I backtracked as I saw the girl behind the counter put down something in preparation for pouncing on me. I stepped backward and turned, and I saw that the man who’d been staring at me before hesitated, not knowing which way I was going.
He was dressed in a suit and long coat, and he had dark hair and a smooth face. He was following me.
I was breathless, light-headed with fear, and I paused near the counter, clutching the edge, perversely wishing the girl serving would engage with me now so I could whisper to her to call the police.
I stole a glance at him in one of the multitudinous mirrored surfaces on the counter.
It’s not the same man.
I couldn’t tell you exactly how I realized this, but I did. The shape of his face, his build, the way he held himself – it wasn’t the man who’d parked outside my house. I would have sworn on my life.
I started to breathe again.
It struck me then that he didn’t want to approach me, just to follow me. He must have been a store detective, who thought I was a shoplifter. I wanted to laugh suddenly with embarrassment and relief. On the other hand I felt strangely guilty – I don’t know why. I suspect there is a secret shoplifter in me who reacts the same way when confronted by authority. I pulled my bag up on my shoulder as the colour rose in my cheeks.
The cool night air was soft after the air conditioned heat of the shop. I paused outside the door, at something of a loss.
I hadn’t had a very good week so far, and this evening was proving no exception.
I would treat myself, I thought, heading off down Market Street. I would go into Heffers and buy myself a new novel. I would choose one packed with incident, erudition and sex, in a shiny dust jacket. It would be pleasantly heavy in my bag as I walked back to my car, and when I got home I would cuddle up on the sofa with it, with a packet of biscuits and a bottle of wine, and read it right through. It would be a sensual pleasure. The anticipation of it was already erasing my embarrassment.

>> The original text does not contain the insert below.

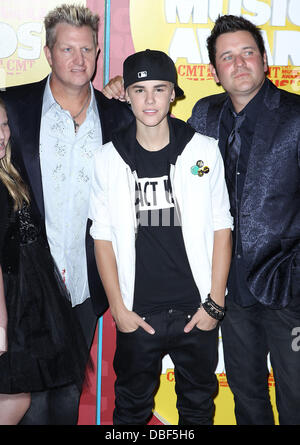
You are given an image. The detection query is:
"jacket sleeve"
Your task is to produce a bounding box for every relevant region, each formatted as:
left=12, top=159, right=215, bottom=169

I walked on past the brightly lit shop fronts, the coyly illuminated pubs and cafes, the stony grandeur of the colleges – Emmanuel, Pembroke, Peterhouse, St Catherine’s, Corpus, King’s, with gargoyles growling at me from their cornices, each splendidly overdressed in fluted railings and manicured lawns. I love this place – opulent, medieval and alien as it is, it nevertheless stretches out its arms and includes me. It was here that I first learned to breathe freely, to express my thoughts with confidence. Cambridge is my alma mater in truth, and I do tend to cling to her skirts, despite Eddy’s disgust. ‘It’s just a bloody school,’ he would say, as gown-clad academics hurried off to some Formal Hall at Christ’s and confused foreign students practically cycled under his front wheels on Downing Street and King’s Parade, only their lack of speed saving them. ‘A school with pretensions.’
‘Yes and no. It’s a world within the world.’
He would merely sigh impatiently. ‘You should try working in it. Your romantic memories of it would last two minutes.’
I didn’t reply. Mother Cecilia had been so happy when I’d told her I’d got in. The memory still made me smile.